“Babe, kenapa delete conversation dekat Twitter?”
I don’t know how to explain my actions. I never let a
conversation stay in my timeline. Ever. I delete them a day after I post them.
I hate being judged online. I hate it when people see the
way I speak in real life (because it’s pretty much how I say things online).
This is going to sound weird but I hate being portrayed and seen as ‘fine’. I
hate it when people think that I don’t have a problem.
Most of my tweets and retweets consists of sadness and pain,
about being strong, about being forgotten. And I love them that way. I barely
tweet things myself. I just other people speak for me. I hate to see my own
post on my own timeline.

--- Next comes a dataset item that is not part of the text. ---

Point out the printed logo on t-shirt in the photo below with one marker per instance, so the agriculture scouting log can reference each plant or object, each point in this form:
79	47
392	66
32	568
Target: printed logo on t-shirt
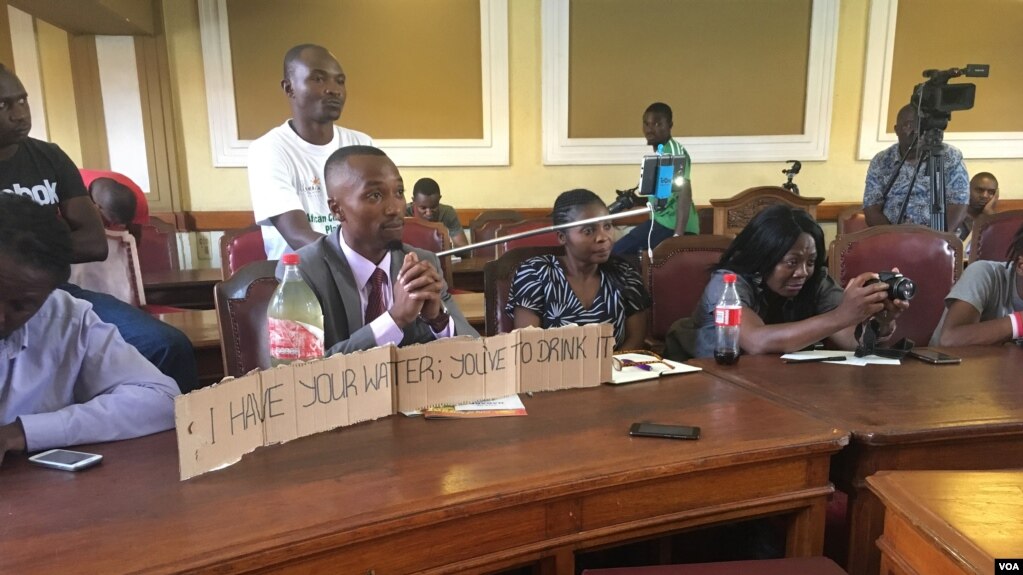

I hate it when I’m not silent.
I used to think that tweeting about everything everyday was
fun and harmless until I got into a fight with a bunch of people over a bunch
of tweets. I learned my lesson and it changed me. I don’t see the point of
talking if people don’t want to know about it or if it hurts people. I don’t see
the point if telling if it’s only going to make me hurt and uncomfortable.
I have lived in sadness for years, and when I don’t feel it,
I feel nothing. I feel the need to feel sad. I feel the need to be silent. I am
happy in my sorrows.
I’m sorry if anyone ever felt like I don’t care about them
or how rude of me to be deleting the conversations. I mean what I say; I just
don’t feel comfortable enough to let the public know about me.